“That’s not while to-morrow,” said Mrs Clere in the same sarcastic tone. “She’s giving the lecture at home first, to get perfect. I promise you I’m just harried out of my life, what with one thing and another!”
“Well, I’d like to speak with Bessy, if I might,” said Rose in some perplexity. “We’ve always been friends, Bessy and me; and maybe she’d listen to me—or, any ways, to Mother. Could you kindly give leave for her to come, Mistress Clere?”
“You may have her, and keep her, for all the good she is to me,” answered the clothier’s wife, moving away. “Mind she doesn’t give you the malady, Rose Allen: that’s all I say! It’s a fair infection going about, and the great doctors up to London ’ll have to come down and look to it—see if they don’t! Oh, my lady can go if it like her—she’s so grand now o’ days I’m very nigh afeared of her. Good-morrow!”
And Rose went out with her parcel, lost in wonder as to what could be the matter—first with Mistress Clere, and then with her friend Elizabeth.
Chapter Seven.
The Clouds begin to gather.
“Methinks that becomes me better. What sayest thou, Bess?”

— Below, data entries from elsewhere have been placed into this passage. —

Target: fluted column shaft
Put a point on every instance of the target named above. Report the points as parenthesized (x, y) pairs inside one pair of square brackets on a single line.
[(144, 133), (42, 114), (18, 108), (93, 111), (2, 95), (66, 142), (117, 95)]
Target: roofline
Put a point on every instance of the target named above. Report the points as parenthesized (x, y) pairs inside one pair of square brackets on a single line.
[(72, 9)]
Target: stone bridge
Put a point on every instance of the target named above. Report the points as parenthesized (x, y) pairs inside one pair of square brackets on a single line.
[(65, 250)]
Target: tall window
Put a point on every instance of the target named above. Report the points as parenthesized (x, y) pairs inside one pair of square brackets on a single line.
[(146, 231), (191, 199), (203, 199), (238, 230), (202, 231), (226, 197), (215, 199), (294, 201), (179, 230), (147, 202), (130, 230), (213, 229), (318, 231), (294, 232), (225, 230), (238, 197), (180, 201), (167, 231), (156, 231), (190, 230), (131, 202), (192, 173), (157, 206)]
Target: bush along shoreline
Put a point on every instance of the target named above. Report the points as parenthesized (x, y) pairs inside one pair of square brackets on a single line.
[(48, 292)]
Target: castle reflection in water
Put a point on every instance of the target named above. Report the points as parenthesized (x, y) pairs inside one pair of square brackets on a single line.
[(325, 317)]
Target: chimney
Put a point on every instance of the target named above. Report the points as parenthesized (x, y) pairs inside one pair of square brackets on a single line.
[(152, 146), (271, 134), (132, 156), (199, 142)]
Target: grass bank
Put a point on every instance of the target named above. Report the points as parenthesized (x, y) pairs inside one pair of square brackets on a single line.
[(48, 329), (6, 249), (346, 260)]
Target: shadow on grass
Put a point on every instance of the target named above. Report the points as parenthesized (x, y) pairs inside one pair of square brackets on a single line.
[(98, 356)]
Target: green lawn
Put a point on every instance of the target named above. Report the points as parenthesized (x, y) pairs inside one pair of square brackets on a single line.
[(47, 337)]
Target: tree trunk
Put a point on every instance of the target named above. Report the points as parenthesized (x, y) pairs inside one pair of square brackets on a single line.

Two girls were standing in an upper room of Nicholas Clere’s house, and the younger asked this question of the elder. The elder girl was tall, of stately carriage and graceful mien, with a very beautiful face: but her whole aspect showed that she thought nothing about herself, and never troubled her head to think whether she was pretty or ugly. The younger, who was about seventeen, was not nearly so handsome; but she would have been pleasant enough to look at if it had not been for a silly simper and a look of intensely satisfied vanity, which quite spoiled any prettiness that she might have had. She had just fastened a pair of ear-rings into her ears, and she was turning her head from one side to the other before the mirror, as she asked her companion’s opinion of the ornaments.